Computational Methods
All computational analyses were made using in-house python scripts (supplemental_material_scripts). Protein abundances were normalized using median normalization via python script and considered identified if they were found in all five replicates of a digestion method’s samples. Differential expression (DE) criteria for selecting significance was an absolute value of log2-fold change greater than 1 and p value smaller than 0.05. P-value was generated via two-tailed student’s t-test. Hydrophobicity of the proteins and peptides was calculated using LocalCider v0.1.20.16
Hierarchical Clustering Method
For the hierarchical clustering analysis, we performed DE analysis on each digestion preparation method versus each other digestion method. Criteria for selecting significance was absolute value of log2-fold change greater than 1 and p value smaller than 0.05. P-value was generated via two-tailed student’s t-test. The resulting proteins from this DE analysis became our “hit list”, with all proteins that met our criteria then subjected to hierarchical clustering using seaborn in python and mapped using z-score.18
GO Panther Analysis
Cellular components19 and biological functions were determined by Gene Ontology (GO) Panther analysis.19,20 Categories were considered significant if they passed the statistical test performed by the panther algorithm and had an FDR under 0.05. Categories were reported based on FDR value and relevance.
Results and Discussion
For comparative analysis of MS bottom-up proteomics, we evaluated two different cell lysis conditions, four different digestion conditions, and, for one sample set, two different desalting devices. The experiment covered four commonly used digestion protocols (Figure 1). Five replicates then proceeded to their respective digestion and cleanup method as listed in sample preparation methods before peptide concentration was measured. MS analysis was performed by using a Q Exactive hybrid Quadrupole-Orbitrap MS instrument. Raw file was analyzed using Proteome Discoverer 2.5, and all outputs are shown in Table S1.
Figure 1.
Experimental overview and project workflow. (A) Workflow for the experimental procedure. HeLa cells were cultured, and later resuspended in their respective digestion buffer prior to cell lysis, as indicated by sample preparation methods. Two homogenization strategies were selected for the experiment: sonication and BeatBox. Post homogenization, protein concentration for each sample is measured and normalized. Created in BioRender. Chou, T. (2025) https://BioRender.com/s94q110.

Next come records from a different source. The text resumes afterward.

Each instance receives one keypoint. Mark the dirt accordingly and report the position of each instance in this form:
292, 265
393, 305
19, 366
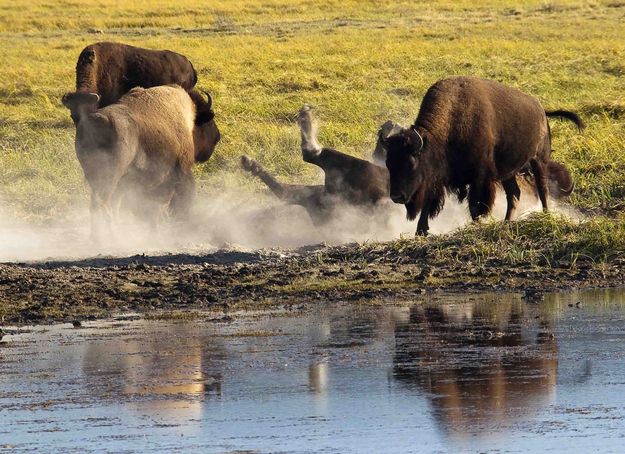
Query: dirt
226, 281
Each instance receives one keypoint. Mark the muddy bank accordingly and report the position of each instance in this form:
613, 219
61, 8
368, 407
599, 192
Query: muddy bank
231, 280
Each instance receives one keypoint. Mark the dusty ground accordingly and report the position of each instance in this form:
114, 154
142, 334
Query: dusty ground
229, 280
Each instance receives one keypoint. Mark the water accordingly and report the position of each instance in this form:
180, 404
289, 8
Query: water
475, 373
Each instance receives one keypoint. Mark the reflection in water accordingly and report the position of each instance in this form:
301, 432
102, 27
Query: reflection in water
452, 374
176, 372
477, 363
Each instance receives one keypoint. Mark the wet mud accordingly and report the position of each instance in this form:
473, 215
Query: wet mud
486, 372
53, 291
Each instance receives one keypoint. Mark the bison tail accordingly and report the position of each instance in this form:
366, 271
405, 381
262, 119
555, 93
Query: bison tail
86, 71
194, 78
569, 116
562, 182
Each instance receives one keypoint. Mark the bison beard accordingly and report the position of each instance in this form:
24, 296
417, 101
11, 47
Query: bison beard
470, 134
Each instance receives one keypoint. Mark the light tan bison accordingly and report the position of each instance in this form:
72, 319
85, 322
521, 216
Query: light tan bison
145, 144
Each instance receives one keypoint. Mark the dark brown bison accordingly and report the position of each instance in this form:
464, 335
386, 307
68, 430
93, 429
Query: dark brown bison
144, 144
113, 69
470, 134
348, 179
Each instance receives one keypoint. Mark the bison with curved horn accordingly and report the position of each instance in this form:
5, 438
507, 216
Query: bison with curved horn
112, 69
348, 179
470, 134
145, 143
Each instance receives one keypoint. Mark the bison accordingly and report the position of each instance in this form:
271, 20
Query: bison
348, 179
470, 134
112, 69
147, 141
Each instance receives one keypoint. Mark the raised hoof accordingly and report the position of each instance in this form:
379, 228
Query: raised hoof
250, 165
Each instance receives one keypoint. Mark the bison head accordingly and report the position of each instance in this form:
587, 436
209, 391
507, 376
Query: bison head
403, 152
80, 103
205, 133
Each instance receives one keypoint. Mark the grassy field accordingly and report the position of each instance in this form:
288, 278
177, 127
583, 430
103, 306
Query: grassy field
358, 62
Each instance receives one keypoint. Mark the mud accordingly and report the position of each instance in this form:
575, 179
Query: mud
480, 373
54, 291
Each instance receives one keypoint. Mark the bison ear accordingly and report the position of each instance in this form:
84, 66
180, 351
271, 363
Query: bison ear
414, 140
209, 100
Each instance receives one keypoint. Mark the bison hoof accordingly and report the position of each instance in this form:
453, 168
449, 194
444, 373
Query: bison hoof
250, 165
246, 163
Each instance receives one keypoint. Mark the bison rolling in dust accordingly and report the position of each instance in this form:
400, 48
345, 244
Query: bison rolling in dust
470, 134
113, 69
348, 180
144, 145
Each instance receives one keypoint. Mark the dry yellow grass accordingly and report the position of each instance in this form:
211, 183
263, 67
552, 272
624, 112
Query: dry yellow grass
359, 62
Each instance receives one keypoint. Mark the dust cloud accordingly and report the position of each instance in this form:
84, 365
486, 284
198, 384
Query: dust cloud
226, 219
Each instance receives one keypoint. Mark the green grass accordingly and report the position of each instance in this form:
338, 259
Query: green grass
540, 240
359, 62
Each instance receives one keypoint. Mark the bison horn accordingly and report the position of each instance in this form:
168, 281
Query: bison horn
419, 138
209, 99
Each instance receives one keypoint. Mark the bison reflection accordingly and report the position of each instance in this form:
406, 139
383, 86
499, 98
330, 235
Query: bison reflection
476, 363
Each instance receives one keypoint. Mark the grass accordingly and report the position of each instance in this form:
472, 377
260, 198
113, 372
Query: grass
540, 240
359, 62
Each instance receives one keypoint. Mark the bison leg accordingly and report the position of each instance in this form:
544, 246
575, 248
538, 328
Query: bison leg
423, 226
540, 177
310, 147
513, 194
295, 194
481, 198
183, 194
101, 217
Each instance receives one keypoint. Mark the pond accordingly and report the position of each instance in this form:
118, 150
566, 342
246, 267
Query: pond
474, 372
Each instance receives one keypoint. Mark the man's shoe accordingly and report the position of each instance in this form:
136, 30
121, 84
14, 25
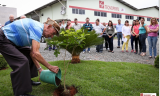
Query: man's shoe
100, 51
35, 83
26, 95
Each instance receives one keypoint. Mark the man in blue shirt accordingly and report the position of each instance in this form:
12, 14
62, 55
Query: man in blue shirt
14, 39
11, 19
89, 27
119, 32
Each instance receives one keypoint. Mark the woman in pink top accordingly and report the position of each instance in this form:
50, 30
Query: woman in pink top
153, 29
136, 33
132, 35
69, 25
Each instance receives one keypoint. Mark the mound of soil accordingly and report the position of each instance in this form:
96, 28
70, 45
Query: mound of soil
72, 90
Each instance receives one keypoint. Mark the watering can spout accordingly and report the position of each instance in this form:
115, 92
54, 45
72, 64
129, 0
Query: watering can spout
51, 77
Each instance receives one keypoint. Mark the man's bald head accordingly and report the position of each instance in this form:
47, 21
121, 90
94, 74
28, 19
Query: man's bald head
23, 16
11, 18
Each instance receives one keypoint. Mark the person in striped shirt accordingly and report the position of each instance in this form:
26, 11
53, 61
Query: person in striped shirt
24, 61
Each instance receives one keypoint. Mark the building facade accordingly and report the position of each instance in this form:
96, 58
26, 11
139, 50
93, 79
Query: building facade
5, 12
104, 10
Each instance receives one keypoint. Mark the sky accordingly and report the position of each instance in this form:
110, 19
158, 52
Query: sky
25, 6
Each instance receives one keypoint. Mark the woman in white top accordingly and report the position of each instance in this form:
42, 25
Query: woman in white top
126, 31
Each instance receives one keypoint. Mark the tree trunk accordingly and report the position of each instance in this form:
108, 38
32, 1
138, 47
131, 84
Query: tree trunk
75, 59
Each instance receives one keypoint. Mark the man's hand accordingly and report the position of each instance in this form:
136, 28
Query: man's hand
40, 72
54, 69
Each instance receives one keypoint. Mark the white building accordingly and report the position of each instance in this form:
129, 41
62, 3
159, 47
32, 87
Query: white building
105, 10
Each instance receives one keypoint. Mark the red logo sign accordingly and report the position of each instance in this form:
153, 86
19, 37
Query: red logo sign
101, 4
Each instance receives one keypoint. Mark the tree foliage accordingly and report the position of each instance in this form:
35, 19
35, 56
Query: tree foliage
74, 41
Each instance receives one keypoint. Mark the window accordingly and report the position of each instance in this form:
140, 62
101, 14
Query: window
129, 17
116, 15
148, 19
78, 11
102, 14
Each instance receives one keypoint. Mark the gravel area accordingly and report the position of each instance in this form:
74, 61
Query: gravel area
117, 56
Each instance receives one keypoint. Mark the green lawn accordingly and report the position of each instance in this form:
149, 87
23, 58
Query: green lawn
96, 78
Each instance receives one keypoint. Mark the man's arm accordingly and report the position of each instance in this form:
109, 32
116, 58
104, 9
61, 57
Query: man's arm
37, 57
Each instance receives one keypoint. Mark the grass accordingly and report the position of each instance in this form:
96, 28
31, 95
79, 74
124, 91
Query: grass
97, 78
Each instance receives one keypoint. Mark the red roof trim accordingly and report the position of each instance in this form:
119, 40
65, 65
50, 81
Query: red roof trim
107, 11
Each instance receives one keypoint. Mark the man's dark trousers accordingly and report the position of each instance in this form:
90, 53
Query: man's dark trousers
21, 63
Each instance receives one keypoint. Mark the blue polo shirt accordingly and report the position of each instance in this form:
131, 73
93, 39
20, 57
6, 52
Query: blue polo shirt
119, 27
22, 32
88, 26
8, 22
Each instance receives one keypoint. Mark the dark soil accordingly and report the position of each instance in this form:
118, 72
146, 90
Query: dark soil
4, 68
60, 91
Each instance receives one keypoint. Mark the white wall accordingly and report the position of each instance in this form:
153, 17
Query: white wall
94, 4
53, 12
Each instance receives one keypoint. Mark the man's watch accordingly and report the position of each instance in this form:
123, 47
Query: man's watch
39, 68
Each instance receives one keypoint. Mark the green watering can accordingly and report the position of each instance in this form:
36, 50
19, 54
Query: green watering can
51, 77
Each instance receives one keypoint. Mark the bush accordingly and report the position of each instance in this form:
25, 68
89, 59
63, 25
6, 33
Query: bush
156, 62
3, 62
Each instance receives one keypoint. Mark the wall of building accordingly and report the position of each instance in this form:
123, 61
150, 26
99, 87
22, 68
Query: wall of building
5, 12
93, 5
53, 12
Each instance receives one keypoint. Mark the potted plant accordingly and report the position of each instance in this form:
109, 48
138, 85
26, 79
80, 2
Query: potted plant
74, 42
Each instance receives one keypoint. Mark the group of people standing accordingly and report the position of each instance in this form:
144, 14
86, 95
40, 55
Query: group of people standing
138, 33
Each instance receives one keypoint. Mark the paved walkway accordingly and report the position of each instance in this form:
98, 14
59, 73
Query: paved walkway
117, 56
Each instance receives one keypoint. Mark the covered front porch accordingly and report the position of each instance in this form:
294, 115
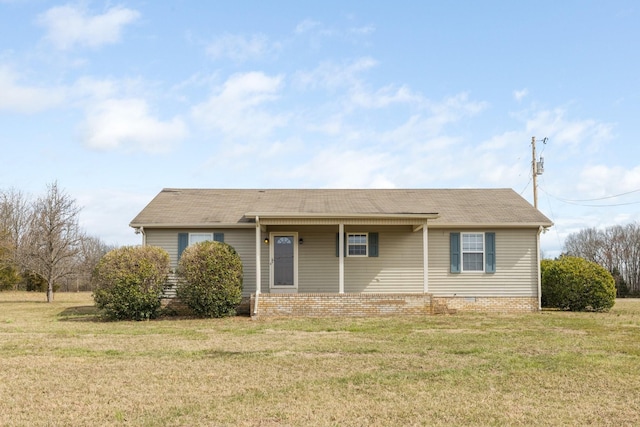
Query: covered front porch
348, 266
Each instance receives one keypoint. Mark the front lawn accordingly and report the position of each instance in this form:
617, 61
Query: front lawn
62, 366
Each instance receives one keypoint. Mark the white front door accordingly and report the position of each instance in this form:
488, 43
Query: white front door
284, 261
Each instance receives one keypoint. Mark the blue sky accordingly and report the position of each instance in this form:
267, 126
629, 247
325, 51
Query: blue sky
116, 100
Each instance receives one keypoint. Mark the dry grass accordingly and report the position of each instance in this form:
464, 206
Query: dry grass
62, 366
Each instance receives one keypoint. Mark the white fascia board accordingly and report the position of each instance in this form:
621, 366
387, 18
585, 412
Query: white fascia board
297, 215
205, 225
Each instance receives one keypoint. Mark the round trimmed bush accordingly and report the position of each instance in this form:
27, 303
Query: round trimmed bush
575, 284
129, 282
210, 279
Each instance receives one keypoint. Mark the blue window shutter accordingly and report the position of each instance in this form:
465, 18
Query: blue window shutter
183, 242
338, 244
373, 244
490, 252
454, 250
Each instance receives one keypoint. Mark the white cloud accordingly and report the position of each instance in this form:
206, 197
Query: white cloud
241, 48
24, 98
601, 181
586, 133
68, 26
236, 109
519, 95
330, 75
335, 167
113, 123
383, 97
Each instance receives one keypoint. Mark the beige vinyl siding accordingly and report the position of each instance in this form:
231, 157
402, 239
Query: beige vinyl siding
242, 240
516, 268
398, 268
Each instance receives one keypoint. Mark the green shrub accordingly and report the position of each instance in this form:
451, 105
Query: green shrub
129, 282
575, 284
210, 279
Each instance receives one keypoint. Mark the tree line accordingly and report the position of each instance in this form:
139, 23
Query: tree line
616, 248
42, 246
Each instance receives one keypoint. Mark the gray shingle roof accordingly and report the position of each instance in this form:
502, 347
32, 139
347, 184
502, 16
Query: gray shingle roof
200, 207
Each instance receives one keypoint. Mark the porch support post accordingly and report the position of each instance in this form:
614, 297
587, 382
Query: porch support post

For all digestion methods, cells were lysed on ice for sonication, while the BeatBox lysed cells at room temperature. We saw minor differences in the extract protein amount between the two homogenization methods (Figure S1A), but the main difference was observed between which lysis buffer was in use.
Our data analysis was broken down into five steps. First, we wanted to compare the overall performance of the four digestion methods by identifying any correlations between digestion methods via principal component analysis (PCA), evaluating the total protein and peptide identifications of each method, the number of missed cleavages, and peptide recovery rate postdigestion. Next, we wanted to see what, if any, unique proteins were identified in each of our methods or homogenization methods and whether those unique IDs were due to the stochastic sampling during the data-dependent acquisition. We then performed a hierarchical cluster analysis on the overlapping differentially extracted proteins across all other digestion methods for each digestion method. Finally, we used GO enrichment analysis tool for a pathway analysis on the subset of proteins of interest.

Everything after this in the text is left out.